The promotion and relegation system is a process that takes place at the end of the season that transfers teams from a division to another. This system have the best team(s) from a division promote to the next highest one, in replacement for the worse one(s) from that same division, who are relegated to take the place of those teams in the lower division. This process may continue down through many levels; between division 1 and 2, 2 and 3, 3 and 4 and so on.
Usually, the number of teams promoted to one league is equal to the number of teams relegated from it. In some cases, it is not true; this is usually due to league restructurations, or to changes in membership sizes if the league lost one or several members due to bankruptcy.

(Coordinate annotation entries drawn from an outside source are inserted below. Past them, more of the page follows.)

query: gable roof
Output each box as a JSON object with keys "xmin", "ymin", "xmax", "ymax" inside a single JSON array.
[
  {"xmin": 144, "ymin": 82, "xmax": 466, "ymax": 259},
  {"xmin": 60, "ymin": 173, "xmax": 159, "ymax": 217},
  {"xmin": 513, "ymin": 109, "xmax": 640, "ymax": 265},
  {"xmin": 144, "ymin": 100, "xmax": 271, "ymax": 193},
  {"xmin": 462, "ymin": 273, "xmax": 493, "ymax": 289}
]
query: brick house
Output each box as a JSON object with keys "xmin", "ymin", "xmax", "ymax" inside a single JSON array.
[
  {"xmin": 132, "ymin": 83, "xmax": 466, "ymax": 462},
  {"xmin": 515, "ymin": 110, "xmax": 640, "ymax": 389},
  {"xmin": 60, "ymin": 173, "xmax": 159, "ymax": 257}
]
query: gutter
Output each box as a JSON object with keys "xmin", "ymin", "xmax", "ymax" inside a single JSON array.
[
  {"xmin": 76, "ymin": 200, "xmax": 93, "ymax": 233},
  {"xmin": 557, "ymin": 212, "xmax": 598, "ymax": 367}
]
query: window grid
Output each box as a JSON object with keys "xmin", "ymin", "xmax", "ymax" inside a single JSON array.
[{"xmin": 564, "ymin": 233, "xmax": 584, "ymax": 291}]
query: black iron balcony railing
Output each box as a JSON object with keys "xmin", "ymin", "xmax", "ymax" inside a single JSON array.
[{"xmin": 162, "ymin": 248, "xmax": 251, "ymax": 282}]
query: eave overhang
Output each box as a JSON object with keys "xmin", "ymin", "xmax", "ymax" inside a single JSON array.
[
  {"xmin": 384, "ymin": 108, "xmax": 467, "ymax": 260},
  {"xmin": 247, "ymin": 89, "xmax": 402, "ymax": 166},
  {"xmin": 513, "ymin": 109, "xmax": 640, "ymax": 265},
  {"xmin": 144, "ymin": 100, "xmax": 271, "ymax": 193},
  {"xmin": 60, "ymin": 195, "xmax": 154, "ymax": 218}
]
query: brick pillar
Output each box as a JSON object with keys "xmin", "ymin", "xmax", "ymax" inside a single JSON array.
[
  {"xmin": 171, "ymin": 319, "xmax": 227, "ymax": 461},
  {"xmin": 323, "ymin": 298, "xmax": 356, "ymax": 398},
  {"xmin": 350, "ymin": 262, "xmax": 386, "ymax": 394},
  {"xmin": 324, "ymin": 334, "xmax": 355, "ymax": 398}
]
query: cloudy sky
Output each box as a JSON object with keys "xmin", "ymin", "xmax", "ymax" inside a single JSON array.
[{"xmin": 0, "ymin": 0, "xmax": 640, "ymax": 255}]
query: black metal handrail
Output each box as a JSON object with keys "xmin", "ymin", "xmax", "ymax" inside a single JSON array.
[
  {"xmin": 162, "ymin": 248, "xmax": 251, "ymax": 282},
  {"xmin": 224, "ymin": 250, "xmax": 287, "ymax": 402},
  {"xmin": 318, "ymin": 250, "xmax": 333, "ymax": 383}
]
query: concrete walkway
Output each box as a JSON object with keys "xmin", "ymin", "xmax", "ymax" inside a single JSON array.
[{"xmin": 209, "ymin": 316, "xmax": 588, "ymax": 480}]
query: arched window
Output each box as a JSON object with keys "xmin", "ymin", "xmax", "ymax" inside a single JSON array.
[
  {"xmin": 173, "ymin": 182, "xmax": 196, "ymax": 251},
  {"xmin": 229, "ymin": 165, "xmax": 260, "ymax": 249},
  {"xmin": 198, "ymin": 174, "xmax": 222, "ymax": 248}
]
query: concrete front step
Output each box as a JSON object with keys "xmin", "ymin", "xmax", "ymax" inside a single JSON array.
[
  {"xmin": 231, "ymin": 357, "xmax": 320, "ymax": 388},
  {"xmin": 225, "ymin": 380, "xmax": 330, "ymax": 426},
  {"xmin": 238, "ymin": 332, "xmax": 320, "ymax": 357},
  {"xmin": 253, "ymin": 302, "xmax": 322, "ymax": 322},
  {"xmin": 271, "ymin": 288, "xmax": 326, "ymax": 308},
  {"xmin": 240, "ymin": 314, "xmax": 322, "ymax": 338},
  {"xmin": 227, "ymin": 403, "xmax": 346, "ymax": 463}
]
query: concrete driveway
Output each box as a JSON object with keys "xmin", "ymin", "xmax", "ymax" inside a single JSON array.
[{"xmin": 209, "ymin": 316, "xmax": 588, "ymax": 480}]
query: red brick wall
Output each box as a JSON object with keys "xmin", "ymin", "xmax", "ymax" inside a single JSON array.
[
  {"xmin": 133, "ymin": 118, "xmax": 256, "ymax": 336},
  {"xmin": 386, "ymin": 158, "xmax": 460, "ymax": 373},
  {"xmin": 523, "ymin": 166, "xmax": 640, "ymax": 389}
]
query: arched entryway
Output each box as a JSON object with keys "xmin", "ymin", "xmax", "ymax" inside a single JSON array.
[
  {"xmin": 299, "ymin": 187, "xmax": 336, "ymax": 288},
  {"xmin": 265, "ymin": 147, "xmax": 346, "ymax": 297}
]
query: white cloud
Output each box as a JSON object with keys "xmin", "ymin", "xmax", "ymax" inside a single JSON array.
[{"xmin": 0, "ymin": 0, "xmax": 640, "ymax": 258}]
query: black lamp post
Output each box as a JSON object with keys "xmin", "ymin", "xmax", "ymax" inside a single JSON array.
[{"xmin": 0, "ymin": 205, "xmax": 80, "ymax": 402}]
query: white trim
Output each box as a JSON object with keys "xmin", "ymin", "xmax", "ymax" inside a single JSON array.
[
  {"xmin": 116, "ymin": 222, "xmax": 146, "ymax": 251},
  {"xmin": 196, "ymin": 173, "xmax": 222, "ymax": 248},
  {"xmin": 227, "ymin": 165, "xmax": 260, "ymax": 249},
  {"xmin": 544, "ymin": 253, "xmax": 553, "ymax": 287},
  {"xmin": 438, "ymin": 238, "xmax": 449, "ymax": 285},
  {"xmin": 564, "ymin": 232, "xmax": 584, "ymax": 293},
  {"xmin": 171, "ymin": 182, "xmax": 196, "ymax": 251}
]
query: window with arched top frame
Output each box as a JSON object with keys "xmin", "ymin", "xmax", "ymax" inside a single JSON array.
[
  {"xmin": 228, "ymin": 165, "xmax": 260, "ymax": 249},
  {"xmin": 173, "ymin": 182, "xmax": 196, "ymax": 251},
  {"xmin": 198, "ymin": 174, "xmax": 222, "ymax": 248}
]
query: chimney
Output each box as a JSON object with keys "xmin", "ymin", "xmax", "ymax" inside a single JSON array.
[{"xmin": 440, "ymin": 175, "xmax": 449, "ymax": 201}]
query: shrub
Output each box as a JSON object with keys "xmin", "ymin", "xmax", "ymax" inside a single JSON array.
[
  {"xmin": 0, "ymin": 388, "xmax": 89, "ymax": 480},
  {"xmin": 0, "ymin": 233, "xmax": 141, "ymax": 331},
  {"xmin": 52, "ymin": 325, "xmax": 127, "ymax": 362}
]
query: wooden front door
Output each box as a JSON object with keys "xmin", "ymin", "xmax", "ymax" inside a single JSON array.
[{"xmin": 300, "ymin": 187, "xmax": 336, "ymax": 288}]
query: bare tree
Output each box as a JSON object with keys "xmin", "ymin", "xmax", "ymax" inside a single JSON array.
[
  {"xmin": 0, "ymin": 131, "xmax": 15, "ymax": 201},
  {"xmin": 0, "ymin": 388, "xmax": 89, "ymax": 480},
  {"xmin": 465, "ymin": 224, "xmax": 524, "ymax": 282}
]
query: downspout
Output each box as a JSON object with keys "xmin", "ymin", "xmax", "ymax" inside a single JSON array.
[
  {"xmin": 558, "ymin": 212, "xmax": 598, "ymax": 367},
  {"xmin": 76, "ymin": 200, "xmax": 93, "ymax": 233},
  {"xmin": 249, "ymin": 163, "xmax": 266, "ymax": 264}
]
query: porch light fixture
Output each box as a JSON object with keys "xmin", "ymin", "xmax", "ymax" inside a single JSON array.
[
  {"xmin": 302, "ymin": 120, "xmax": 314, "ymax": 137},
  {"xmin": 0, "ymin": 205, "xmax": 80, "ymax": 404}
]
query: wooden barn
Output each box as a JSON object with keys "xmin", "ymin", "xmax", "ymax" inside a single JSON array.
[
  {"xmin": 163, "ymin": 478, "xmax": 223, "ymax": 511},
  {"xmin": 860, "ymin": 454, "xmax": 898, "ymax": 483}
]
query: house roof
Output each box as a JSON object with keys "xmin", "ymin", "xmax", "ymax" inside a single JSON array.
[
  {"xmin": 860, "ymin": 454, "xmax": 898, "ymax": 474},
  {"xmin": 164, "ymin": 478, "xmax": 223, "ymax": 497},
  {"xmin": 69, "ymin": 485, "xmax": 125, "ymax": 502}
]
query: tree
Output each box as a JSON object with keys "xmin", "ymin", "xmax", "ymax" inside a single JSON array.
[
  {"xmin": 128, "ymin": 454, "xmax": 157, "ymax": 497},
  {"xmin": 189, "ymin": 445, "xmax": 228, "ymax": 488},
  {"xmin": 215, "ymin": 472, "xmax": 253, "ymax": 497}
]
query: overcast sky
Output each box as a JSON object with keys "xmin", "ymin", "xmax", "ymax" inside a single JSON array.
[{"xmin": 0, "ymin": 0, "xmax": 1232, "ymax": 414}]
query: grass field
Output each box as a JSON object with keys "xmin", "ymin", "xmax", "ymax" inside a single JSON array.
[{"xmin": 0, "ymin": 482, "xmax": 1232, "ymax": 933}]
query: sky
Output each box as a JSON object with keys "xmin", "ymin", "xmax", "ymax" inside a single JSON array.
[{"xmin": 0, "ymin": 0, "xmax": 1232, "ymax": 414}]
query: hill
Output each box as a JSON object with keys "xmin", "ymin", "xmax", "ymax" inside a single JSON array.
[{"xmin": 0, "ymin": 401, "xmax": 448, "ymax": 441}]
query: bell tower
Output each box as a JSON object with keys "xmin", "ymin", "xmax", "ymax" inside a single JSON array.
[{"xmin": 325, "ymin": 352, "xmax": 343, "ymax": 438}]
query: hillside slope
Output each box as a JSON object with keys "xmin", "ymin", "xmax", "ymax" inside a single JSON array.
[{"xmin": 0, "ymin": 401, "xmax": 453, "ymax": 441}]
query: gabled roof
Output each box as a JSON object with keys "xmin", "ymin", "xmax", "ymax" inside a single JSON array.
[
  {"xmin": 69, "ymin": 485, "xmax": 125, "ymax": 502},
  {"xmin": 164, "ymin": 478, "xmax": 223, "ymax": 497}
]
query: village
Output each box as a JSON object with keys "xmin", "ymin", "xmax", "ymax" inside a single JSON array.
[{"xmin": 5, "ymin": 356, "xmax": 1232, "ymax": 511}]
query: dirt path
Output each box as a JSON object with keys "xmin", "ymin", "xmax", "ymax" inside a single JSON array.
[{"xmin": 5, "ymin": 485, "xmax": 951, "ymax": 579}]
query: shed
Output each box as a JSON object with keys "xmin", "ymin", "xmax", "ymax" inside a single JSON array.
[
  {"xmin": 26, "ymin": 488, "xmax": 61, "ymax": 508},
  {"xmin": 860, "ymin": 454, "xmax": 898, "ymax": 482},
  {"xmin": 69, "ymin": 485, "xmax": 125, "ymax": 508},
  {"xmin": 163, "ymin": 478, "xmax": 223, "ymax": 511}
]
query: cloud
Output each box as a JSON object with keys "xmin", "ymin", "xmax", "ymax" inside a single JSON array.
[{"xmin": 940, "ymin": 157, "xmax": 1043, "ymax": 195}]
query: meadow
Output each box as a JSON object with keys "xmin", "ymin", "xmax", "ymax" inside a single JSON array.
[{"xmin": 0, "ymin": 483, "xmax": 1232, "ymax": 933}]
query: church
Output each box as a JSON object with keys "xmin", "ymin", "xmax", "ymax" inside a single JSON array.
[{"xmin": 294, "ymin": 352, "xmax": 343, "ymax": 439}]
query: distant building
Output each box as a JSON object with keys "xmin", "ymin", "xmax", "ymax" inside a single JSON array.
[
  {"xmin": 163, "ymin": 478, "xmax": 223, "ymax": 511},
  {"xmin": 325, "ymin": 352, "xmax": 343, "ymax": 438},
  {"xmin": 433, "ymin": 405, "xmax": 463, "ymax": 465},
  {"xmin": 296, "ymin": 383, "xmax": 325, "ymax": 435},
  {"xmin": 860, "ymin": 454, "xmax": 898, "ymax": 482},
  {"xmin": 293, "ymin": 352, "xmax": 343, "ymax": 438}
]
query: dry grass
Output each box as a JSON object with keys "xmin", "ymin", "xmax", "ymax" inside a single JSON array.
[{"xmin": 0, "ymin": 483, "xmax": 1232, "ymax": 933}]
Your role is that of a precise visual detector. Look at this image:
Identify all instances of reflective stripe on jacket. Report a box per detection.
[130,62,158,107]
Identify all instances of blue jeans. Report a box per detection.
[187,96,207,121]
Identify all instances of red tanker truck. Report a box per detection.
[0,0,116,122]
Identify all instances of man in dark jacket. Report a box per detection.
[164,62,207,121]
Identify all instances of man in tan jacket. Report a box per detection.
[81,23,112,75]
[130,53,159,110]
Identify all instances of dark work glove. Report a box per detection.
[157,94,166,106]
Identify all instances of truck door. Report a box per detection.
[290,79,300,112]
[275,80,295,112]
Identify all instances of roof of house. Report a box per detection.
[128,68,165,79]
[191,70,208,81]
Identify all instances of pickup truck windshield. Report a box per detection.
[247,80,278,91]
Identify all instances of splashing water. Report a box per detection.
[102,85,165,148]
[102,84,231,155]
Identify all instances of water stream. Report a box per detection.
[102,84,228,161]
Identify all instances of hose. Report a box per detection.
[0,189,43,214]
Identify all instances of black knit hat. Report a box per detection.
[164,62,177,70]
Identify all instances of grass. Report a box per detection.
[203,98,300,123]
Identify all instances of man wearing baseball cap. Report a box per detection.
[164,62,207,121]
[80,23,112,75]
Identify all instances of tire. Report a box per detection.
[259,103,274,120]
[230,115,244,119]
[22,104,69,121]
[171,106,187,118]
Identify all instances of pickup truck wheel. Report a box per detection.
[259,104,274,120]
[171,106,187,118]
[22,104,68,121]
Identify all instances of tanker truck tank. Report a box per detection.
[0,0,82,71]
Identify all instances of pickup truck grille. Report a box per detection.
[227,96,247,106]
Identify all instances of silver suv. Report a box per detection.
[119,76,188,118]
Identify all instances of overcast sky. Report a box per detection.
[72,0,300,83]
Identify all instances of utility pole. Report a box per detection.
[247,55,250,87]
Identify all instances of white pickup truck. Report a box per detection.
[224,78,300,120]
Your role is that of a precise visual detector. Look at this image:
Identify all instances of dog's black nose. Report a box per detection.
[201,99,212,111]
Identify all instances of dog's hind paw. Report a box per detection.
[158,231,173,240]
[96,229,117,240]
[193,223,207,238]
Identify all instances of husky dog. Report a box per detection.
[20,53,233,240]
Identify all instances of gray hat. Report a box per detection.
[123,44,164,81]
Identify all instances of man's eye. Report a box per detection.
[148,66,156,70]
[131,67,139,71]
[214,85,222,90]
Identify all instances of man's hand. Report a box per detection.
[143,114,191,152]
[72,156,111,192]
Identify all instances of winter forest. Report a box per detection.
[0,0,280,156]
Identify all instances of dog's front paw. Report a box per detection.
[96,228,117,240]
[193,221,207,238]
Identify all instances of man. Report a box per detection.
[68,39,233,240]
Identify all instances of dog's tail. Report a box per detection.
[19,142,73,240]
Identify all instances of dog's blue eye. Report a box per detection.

This system is characteristic of European hockey. While several leagues adopted the North American closed league model in recent years, traditionally, European leagues have usually used the promotion and relegation system. Its main advantages over the closed league one is that it maintains a hierarchy between the various divisions and teams within a country and ensure that, even for the worse teams, every match played is important, as they may be at risk of relegation and may want to avoid falling down one division; in closed leagues, the lower teams not only do not gain anything from trying to avoid finishing last, but they may even gain a lot - in North America, the worse a team's standing is, the higher the team will pick in the draft.
The system also has one major downside: the potentially severe economic hardships or even bankruptcy that may be triggered by a relegation to a lower level. Some leagues will counter this effect by offering what is called parachute payments, i.e. a sum of money given over the following year(s) to the demoted team to ensure its finances stay afloat. Promoted teams also receive financial support to help them being competitive at their new level.
Teams who gain promotion by their performances on the ice may not necessarily be granted access to the higher level; some leagues require those teams to satisfy several non-playing criteria as well, such as financial solvability, stadium facilities and general quality of the facilities. Teams failing to satisfy these conditions can see themselves stripped from their access to the upper division and the promotion may be awarded to a team ranked below the first one, or even be canceled for the season, leaving the former last-ranked team of the upper level in place for the next season.
In some leagues, qualifying rounds are part of the process. These rounds oppose the lowest ranked teams of the higher level to the best ranked teams of the next lowest (number of team depends on the leagues). These rounds have two main advantages: they mean some extra gate receipts for the teams involved, and they ensure that the level of competition in the leagues involved is balanced, by preventing a too weak team from promoting to a higher league and a too strong one from relegating, in case the lowest ranked team of the higher league is still stronger that the highest ranked team of the lower league. One example of such qualifying rounds is the Kvalserien in Sweden.
In hockey, the promotion and relegation system also applies to the World Championships.